After the divorce, my father moved back in with his parents. They had an apartment upstairs in which my family apparently lived in until shortly after I was born. He didn’t have many things. An old tv set, an armoire, and a king sized bed. My best memory and my worst memory of my father happened in that apartment. Both of which have had lasting impressions on my life.
Lets start with the worst.
Some back story is needed. My paternal grandfather, despite my parents splitting up, stayed an active part of my life. My mother worked long hours to keep our heads above water, and he helped out by babysitting us and cooking dinners. Just all around helping out. He was my favorite person. I loved sitting on his lap, calling him a turkey, and going every where with him (mostly because anything I wanted, I got.).

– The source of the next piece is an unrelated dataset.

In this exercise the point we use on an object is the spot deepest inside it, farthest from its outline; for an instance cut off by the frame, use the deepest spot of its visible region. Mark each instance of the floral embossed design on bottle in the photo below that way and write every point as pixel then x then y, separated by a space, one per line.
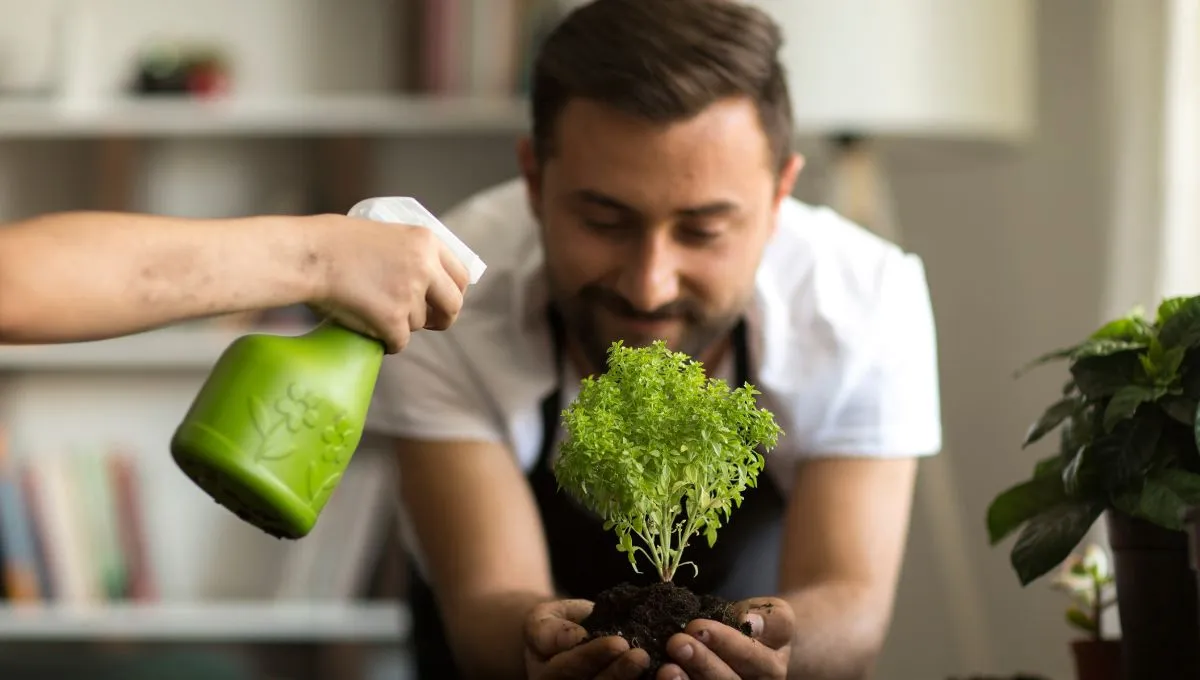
pixel 276 423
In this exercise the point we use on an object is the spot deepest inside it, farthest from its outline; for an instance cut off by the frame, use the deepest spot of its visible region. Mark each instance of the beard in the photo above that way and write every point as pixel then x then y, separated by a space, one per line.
pixel 582 314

I was seven or so. Dad has been living with my grandparents for awhile. It was his weekend and my grandfather drove me back to his house to save my father a trip. I remember sitting on my grandfathers lap, and my father asked if I was going to come up stairs for bed. I asked him if it was okay if I stayed downstairs in the spare bedroom they had. We were in the same house. I’d go upstairs and hang out and go sleep downstairs in my own bed. He said okay, and stormed up stairs. My little brain already knew enough to know this wasn’t good. He slammed the door, and we heard things crashing around. I decided it was time to go make it right. I went upstairs, and he ignored me. He was just pacing around the living room in a fit. So, I just went and curled up in his bed and tried to sleep. Sleep wasn’t going to happen. I’m not sure if he forgot I was there, or if he wanted me to hear him, but he made a phone call to his best friend. For most of the conversation he was talking in a normal volume which I couldn’t fully hear. Out of nowhere he starts yelling into the phone that his son doesn’t love him anymore. That I should just be downstairs since I don’t want to be there. This is all punctuated by objects flying.

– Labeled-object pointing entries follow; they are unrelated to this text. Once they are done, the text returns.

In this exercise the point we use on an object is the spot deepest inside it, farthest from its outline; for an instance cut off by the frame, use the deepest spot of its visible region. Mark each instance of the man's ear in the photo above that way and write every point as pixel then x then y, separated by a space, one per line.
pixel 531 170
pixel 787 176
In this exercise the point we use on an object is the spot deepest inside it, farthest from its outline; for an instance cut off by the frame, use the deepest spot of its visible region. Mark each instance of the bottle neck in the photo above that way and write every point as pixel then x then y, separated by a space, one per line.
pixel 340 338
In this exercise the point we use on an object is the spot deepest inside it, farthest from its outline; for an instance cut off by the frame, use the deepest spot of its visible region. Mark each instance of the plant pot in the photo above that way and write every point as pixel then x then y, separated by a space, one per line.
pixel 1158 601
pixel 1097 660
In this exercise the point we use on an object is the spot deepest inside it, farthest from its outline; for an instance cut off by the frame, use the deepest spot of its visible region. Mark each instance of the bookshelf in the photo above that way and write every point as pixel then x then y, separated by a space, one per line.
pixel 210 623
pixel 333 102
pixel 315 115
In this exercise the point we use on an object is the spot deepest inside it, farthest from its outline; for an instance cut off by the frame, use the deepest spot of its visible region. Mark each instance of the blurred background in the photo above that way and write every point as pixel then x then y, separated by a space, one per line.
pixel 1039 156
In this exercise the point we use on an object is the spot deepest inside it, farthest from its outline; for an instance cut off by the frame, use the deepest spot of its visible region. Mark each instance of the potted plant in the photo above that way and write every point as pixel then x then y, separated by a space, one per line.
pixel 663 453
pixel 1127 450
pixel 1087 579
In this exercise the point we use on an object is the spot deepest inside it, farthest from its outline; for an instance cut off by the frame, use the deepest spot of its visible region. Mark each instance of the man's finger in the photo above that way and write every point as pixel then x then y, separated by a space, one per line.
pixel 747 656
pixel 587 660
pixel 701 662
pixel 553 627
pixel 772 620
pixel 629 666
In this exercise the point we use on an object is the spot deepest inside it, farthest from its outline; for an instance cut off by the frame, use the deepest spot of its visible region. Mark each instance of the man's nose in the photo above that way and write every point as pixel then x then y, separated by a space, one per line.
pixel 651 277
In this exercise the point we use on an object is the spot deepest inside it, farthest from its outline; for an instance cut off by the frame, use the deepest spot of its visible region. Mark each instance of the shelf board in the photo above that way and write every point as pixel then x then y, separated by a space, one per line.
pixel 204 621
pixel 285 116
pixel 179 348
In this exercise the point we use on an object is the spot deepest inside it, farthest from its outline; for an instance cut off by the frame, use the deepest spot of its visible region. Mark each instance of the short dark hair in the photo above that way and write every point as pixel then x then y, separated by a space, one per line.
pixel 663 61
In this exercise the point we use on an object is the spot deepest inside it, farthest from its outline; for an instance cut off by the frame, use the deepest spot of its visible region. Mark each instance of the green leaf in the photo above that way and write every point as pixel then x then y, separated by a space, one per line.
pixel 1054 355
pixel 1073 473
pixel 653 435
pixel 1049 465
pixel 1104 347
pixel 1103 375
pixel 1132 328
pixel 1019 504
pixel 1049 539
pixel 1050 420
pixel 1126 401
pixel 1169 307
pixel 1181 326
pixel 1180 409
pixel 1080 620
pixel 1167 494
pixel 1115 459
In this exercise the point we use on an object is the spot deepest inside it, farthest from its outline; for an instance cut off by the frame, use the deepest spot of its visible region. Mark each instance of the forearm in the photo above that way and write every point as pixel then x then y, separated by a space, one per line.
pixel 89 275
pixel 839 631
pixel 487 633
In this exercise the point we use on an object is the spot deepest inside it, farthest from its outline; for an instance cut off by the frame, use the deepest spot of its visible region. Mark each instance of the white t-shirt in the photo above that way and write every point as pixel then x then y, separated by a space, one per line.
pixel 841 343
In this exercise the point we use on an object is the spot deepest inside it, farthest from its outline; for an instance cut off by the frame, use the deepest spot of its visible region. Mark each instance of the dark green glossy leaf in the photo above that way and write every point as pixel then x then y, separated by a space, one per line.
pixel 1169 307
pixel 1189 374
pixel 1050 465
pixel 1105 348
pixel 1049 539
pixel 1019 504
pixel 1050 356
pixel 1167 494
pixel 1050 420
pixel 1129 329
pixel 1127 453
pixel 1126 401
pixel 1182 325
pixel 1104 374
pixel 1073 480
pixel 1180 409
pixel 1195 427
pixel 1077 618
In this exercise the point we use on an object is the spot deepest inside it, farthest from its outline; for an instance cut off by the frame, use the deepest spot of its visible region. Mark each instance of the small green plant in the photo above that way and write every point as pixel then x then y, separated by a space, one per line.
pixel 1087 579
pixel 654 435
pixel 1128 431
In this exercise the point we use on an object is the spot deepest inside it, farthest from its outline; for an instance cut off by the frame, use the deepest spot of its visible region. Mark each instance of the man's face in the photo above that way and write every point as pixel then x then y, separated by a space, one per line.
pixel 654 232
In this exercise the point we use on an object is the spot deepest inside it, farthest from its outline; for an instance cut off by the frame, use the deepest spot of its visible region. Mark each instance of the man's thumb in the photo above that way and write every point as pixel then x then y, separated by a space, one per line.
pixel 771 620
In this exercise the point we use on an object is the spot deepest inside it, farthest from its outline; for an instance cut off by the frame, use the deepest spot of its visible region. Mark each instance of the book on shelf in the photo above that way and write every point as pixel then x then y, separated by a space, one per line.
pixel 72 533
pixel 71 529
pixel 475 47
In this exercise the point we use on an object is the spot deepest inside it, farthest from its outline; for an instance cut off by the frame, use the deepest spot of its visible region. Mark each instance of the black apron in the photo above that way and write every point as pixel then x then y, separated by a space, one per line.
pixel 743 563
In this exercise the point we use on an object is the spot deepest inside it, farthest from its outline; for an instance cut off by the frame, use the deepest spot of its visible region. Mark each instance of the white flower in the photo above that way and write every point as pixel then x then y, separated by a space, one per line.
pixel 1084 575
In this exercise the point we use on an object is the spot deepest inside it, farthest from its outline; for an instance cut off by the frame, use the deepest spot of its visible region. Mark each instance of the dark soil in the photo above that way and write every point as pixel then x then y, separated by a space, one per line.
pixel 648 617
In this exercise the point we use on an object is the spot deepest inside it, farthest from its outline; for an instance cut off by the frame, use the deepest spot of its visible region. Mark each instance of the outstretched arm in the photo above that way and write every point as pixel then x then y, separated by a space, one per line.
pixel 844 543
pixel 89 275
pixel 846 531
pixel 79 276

It was a night that changed the way I saw my father. I subconsciously decided to shut down and be the dutiful son. To do anything to placate him so those outbursts were no longer directed at me. Maybe this is where my aversion to conflict comes from?
Time for the good.
I was a sickly child in first and second grade. Constant ear infections and strep throat. I have hearing issues due to scarring of my ear drums. The solution for these problems was removal of my tonsils and adenoids. The day after the surgery I still couldn’t talk, my father brought me back to his place. One detail remains hazy to me. I cannot recall if it was so close to the divorce that he didn’t have any furniture moved in yet, or if he was moving out into his friends place. Regardless, the living room area of the apartment was empty. Just plain carpet. In my grandparents hallway closet is where my toys were kept. My father brought up my play set that was Cowboys and Native Americans. He built the plastic fort, positioned the plastic warriors all around it, and got into the prone position with two bags of rubber bands next to him. He motioned me to do the same next to him, so I followed his lead. He reached into one bag pulled out a rubber band and fired it at one of the soldiers. I smiled. He handed me a rubber band and told me to shoot. I missed. He told me to go again. And this continued until every last plastic soldier was down. There were rubber bands everywhere but we did it. Instead of cleaning up we curled up on the floor and took a nap.
This was the one time in my childhood I felt we bonded. It was quiet. It was simple. To quote my favorite movie, Beginners, “Here is simple and happy. That’s what I meant to give to you.”
Unfortunately our relationships, especially with our parents are never simple and we can only hope they are happy.